O entregador foi localizado e levou os investigadores até o endereço onde pegou o doce. No local, vivia uma família com três filhas. Uma delas coincidia com a descrição do motoboy. A adolescente foi levada à delegacia com a mãe. O entregador a reconheceu imediatamente. “Não teve nenhuma dúvida em afirmar que ela era a mesma pessoa que havia entregue o bolo”, disse o delegado Vitor Santos e Jesus.
A jovem confessou. Disse que agiu por ciúmes, que queria apenas que as vítimas passassem mal, e afirmou estar enfrentando problemas psicológicos. “Conversando com ela, ela acabou por admitir a autoria dos dois fatos. Mas em nenhum momento demonstrou um grande arrependimento”, relatou o delegado
A mãe da adolescente ficou abalada. “Ao se deparar com a mãe chorando, ela também entrou em prantos”, afirmou o delegado.
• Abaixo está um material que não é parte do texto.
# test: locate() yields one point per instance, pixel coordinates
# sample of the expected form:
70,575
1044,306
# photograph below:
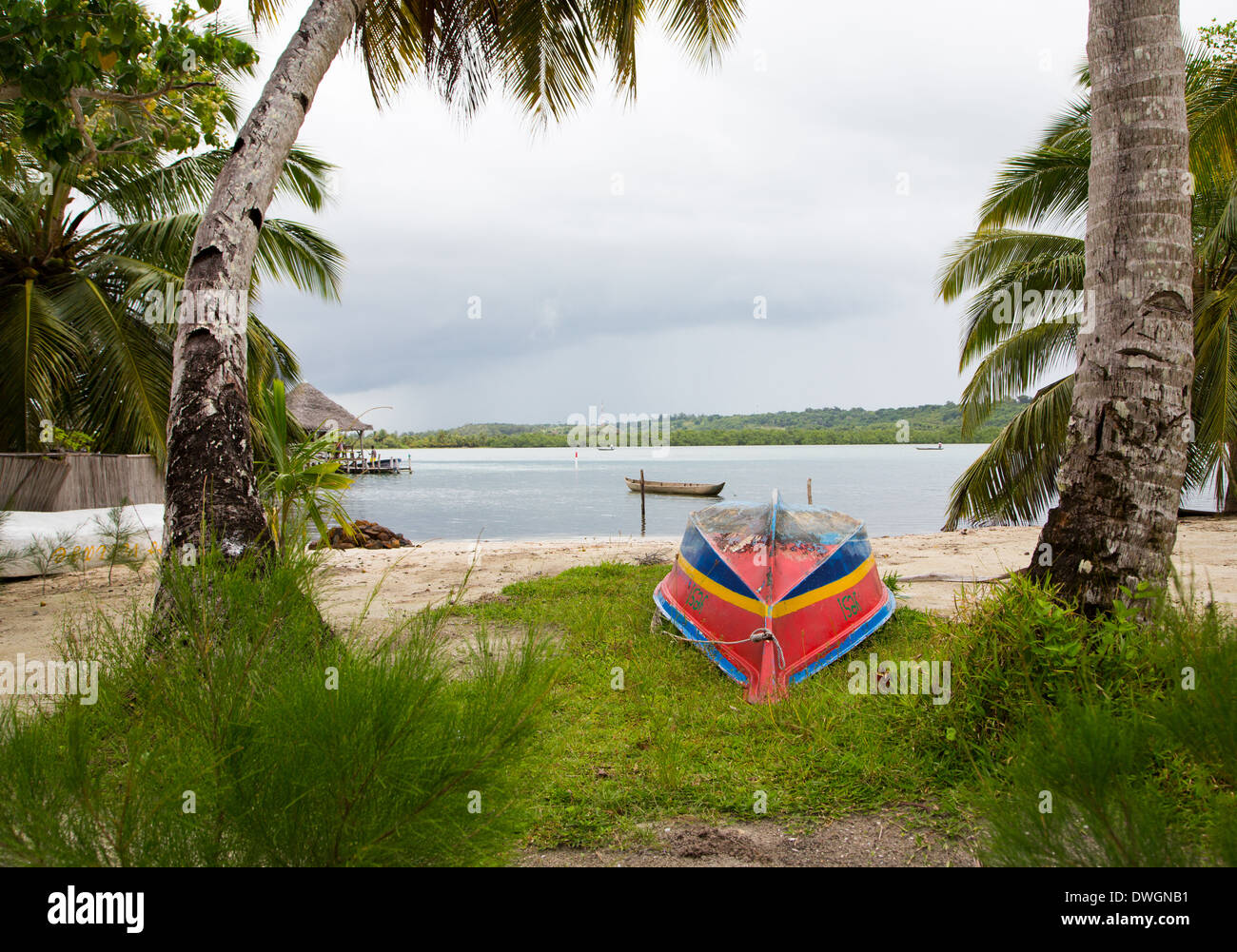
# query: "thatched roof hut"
317,413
Veneno vendido pela internet – O trióxido de arsênio é uma substância química altamente tóxica, utilizada na indústria e no tratamento de doenças como leucemia. Mas seu nome também está entre os mais antigos da história da toxicologia. “Foi uma das primeiras substâncias utilizadas em crimes de envenenamento”, explicou Rafael Lanara, farmacêutico bioquímico e presidente da Sociedade Brasileira de Toxicologia.
Apesar disso, a venda do arsênio não é controlada no Brasil. “Infelizmente o arsênio não é uma substância controlada. Não é proibido”, afirmou Lanara. A jovem que envenenou Ana e Kamilly comprou o produto pela internet.
“O arsênio deveria ser controlado. Frente a esses casos que estão aumentando, é de suma importância que a gente tenha controle da venda desse produto, principalmente pela internet”, alertou Rafael Lanara. O pai de Ana também questiona: “Como é que ela comprou essa substância tão perigosa?”
Centros de intoxicação de várias regiões do país têm registrado casos semelhantes com arsênio e também com o chumbinho — que é proibido.
Houve casos envolvendo alimentos como açaí, baião-de-dois e ovos de Páscoa. No Rio Grande do Sul, quatro pessoas morreram após consumir um bolo envenenado com a mesma substância. Dois projetos de lei foram apresentados para regulamentar a venda.